Collateral formation is frequently accompanied in Takayasu arteritis due to the chronic features of the disease. It is contributable to the imaging feature of sparing of the internal carotid artery and external carotid artery with CCA involvement in Takayasu arteritis. In our case, dilatation of the superior thyroidal artery branching from the external carotid artery and inferior thyroidal artery branching from the thyrocervical trunk play the role of a collateral pathway. Detection of these collateral vessels accompanied by CCA occlusion on US was a key clue to the suspicion of Takayasu arteritis in our case.

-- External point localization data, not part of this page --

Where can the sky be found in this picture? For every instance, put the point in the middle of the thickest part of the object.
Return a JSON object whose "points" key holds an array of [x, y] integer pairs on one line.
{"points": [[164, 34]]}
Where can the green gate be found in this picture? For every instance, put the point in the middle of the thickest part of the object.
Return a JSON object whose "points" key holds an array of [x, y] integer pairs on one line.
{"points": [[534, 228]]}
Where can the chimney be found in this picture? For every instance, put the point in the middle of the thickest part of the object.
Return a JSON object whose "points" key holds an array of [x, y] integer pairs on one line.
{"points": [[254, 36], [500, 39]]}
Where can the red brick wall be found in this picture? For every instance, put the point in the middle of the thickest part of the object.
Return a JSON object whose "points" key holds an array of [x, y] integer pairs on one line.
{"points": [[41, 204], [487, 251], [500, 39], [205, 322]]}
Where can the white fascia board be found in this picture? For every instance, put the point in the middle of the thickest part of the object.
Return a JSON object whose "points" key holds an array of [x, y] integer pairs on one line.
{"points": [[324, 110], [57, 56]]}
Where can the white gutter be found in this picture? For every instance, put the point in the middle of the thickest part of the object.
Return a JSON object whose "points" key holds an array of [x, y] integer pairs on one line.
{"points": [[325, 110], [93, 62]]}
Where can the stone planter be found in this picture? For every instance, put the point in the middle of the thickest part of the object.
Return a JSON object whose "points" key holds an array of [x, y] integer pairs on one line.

If Takayasu arteritis is suspected on neck US, the evaluation of other vessels should be followed with conventional, CT, or MR angiography to confirm the disease and evaluate other vessel involvement besides CCA. Angiography, which has been the procedure of choice for the diagnostic evaluation of Takayasu arteritis, often shows long, smooth, tapered stenosis ranging from mild to severe or frank occlusions, collateral vessels, or the subclavian steal phenomenon [7]. Smoothly tapered luminal narrowing or occlusion accompanied by thickening of the wall of the vessel could be depicted better by CT or MR angiography than by conventional angiography [8-10].
In summary, we would like to report a case of a middle-aged woman with Takayasu arteritis initially suspected during the neck US, presenting as prominent collaterals of thyroidal arteries and CCA occlusion.